Un excelente ejemplo es el que presentamos. Francisco Pi y Margall (1824-1901), de quien ya hemos comunicado La reacción y la revolución. Estudios políticos y sociales (1855) y Las nacionalidades (1876). En La República de 1873. Apuntes para escribir su historia, se propone vindicarse ante las acusaciones que se le hacen por la culminación de su carrera política: los breves meses en que concentra un considerable poder primero como ministro de la Gobernación, después como jefe de gobierno, en la confusa república del llamado sexenio democrático, todo él también conflictivo y confuso. Escribe estas memorias cuando todavía subsiste el régimen republicano, aunque ya en manos de una (también confusa) coalición de progresistas, antiguos unionistas y demócratas más o menos cimbrios. Eso sí, sin parlamento y sin convocatoria de elecciones, y con una también confusa variedad de oposiciones: radicales, carlistas, alfonsinos, además de los propios republicanos. Jorge Vilches, en su Progreso y libertad (2001) caracteriza así a nuestro autor:
«Otra tendencia (del republicanismo) fue la que inspiró Pi y Margall, fundada sobre la idea de la emancipación política y social del cuarto estado, las clases trabajadoras, mediante la democracia, la división federal del poder público y las asociaciones obreras, como conjunto garante de la libertad.
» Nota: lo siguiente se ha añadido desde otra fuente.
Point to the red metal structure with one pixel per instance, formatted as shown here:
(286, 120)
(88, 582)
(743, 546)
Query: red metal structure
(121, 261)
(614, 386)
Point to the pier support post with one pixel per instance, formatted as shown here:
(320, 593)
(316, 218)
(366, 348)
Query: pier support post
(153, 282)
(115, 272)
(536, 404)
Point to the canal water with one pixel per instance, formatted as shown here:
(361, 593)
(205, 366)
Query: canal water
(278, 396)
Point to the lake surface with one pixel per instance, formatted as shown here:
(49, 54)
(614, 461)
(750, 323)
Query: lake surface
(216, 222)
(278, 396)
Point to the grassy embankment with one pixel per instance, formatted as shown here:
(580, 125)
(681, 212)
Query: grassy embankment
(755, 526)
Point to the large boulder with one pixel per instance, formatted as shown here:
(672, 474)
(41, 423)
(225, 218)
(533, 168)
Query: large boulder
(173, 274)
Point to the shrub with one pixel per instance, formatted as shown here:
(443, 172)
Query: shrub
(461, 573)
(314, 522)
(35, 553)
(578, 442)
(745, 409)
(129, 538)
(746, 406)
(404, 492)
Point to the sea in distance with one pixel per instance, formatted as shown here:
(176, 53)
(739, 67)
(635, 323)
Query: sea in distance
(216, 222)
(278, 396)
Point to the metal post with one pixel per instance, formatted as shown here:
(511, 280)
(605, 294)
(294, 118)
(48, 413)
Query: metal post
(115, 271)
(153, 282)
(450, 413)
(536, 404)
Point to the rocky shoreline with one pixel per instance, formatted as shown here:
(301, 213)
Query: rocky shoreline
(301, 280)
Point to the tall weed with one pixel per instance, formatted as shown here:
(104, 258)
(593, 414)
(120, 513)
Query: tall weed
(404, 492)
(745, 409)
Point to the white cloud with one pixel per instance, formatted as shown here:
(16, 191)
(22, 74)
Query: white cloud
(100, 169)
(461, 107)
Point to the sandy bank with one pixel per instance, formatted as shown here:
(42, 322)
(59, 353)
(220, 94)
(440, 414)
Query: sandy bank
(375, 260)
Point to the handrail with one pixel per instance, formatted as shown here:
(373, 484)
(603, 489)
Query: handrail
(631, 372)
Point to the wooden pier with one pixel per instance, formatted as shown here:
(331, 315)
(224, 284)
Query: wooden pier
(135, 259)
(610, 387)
Este proyecto, federal y socialista, no transigía con ningún partido liberal, y su materialización, en palabras de Pi hasta 1873, no saldría más que de las bayonetas, esto es, del derecho de insurrección. Aunque luego en la República varió tal conclusión y hasta confesó su error, el discurso pimargalliano tuvo como principal resultado los pactos federales de 1869, que llevarían al levantamiento de ese año, al surgimiento de la facción ―que no fracción en este caso― intransigente que contaría sus actividades por insurrecciones durante el reinado de Amadeo I, y finalmente al cantonalismo de 1873. La organización del partido llevada a cabo por Pi y Margall durante ese período dio lugar a que el republicanismo fuera exclusivamente federal pactista o pimargalliano en sus principios teóricos y prácticos. El pactismo, esa construcción de abajo arriba de un sistema federal basado en la autonomía y voluntad individual y local, se convirtió en el proyecto regenerador de la masa federal y de los que se llamaron republicanos intransigentes o de provincias.»
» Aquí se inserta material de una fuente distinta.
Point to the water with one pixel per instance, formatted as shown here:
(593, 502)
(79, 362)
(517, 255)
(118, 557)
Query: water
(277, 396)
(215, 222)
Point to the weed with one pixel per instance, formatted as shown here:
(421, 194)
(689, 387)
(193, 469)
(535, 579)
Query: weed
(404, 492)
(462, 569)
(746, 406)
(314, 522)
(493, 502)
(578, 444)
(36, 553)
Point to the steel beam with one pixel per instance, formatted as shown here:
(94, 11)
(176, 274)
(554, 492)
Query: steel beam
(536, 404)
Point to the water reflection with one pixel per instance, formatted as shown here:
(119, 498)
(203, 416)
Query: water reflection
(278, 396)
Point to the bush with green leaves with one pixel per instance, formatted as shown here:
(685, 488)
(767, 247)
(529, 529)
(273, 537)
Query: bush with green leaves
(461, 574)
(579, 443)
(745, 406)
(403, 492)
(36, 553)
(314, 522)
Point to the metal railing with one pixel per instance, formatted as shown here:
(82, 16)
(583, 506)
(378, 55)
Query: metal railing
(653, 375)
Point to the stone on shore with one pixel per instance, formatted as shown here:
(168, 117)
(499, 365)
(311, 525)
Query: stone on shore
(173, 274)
Con La República de 1873, Pi y Margall quiso vindicar su labor de gobierno, justificar su fracaso (y el entonces ya previsible del régimen), a consecuencia no de posibles errores suyos, sino de la conjunción de circunstancias, apresuramientos y traiciones. Y al mismo tiempo, reconfortar a sus seguidores y mantener su fe en un futuro que, necesariamente, ha de ser pactista, sinalagmático, conmutativo y federal. La realidad quedó así justificada, y «el universo usurpó las dimensiones ilimitadas de la esperanza», con palabras de Borges referidas a aquellos codiciosos bibliotecarios de Babel que «abandonaron el dulce hexágono natal y se lanzaron escaleras arriba, urgidos por el vano propósito de encontrar su Vindicación (…) pero los buscadores no recordaban que la posibilidad de que un hombre encuentre la suya, o alguna pérfida variación de la suya, es computable en cero».